Details on test animals or tissues and environmental conditions:

SOURCE OF COLLECTED EYES
- Source: abattoir A. Moksel AG, Buchloe, Germany
- Storage, temperature and transport conditions of ocular tissue: fresh eyes were collected from the slaughterhouse and were transported in HBSS containing Pen/Strep on ice to the laboratories.
- Time interval prior to initiating testing: immediately after arrival of the eyes, cornea preparation was initiated and was used for BCOP testing on the same day.

Vehicle:

physiological saline

Controls:

yes, concurrent positive control

yes, concurrent negative control

Amount / concentration applied:

TEST MATERIAL
- Amount(s) applied (volume or weight with unit): about 750 mg of the test item
Since it was not possible to get a solution with the test item, it was administered directly and moistened with a drop of physiological saline (0.9% NaCl).

Duration of treatment / exposure:

4 hours

Observation period (in vivo):

not applicable

Duration of post- treatment incubation (in vitro):

not required

Number of animals or in vitro replicates:

Number of bovine corneae per dose:
Test item: triplicates
Negative control: triplicates
Positive control: triplicates

Details on study design:

SELECTION AND PREPARATION OF CORNEAS
- eyes were examined for defects and any defective eyes were discarded. Eyes with scratches or any kind of opacity were not used.
- tissue surrounding the eyeball was pulled away and the cornea was excised.
- isolated corneas were stored in a petri dish containing HBSS. Before the corneas were mounted in corneal holders (Duratec GmbH) with the endothelial side against the O-ring of the posterior chamber, they had been visually examined for defects and any defective cornea had been discarded. The anterior chamber was then positioned on top of the cornea and tightened with screws. The chambers of the corneal holder were then filled with pre-warmed MEMI (without phenol red) containing 1% FBS and 2 mM L-glutamine (complete MEMI).
- corneas were incubated for one hour at 32 ± 1 °C for equilibration in an air incubator.

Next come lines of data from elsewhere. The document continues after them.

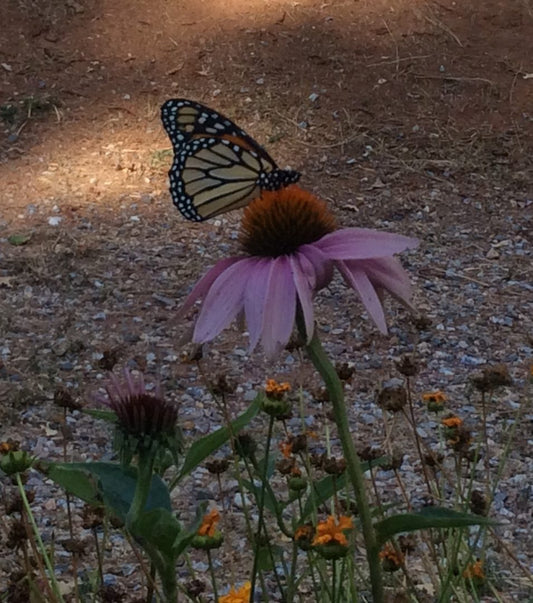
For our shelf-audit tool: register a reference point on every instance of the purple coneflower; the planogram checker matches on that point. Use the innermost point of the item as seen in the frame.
(139, 411)
(290, 247)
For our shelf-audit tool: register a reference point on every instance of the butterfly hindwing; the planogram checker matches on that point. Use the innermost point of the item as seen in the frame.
(217, 167)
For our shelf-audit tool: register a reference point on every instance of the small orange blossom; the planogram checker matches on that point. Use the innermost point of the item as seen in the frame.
(333, 531)
(209, 524)
(237, 596)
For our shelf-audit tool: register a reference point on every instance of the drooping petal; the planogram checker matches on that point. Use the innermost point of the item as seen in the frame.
(254, 300)
(322, 265)
(305, 281)
(389, 274)
(357, 278)
(280, 307)
(203, 285)
(362, 243)
(223, 301)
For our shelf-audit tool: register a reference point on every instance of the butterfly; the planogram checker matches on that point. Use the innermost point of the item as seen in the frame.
(217, 167)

QUALITY CHECK OF THE ISOLATED CORNEAS
- after the equilibration period, the medium was removed from both chambers and replaced with fresh complete MEM.
- an initial measurement was performed on each of the corneas using the opacitometer.
- three corneas with illuminance readings approximately equivalent to the median illuminance of all corneas were selected as negative-control corneas.
- the illuminance of each cornea was read and recorded.
- only corneas that had an initial illuminance reading I > I0/1.1651 lux (an equivalent to the opacity threshold of 7 as listed in OECD 437) were used for the assay.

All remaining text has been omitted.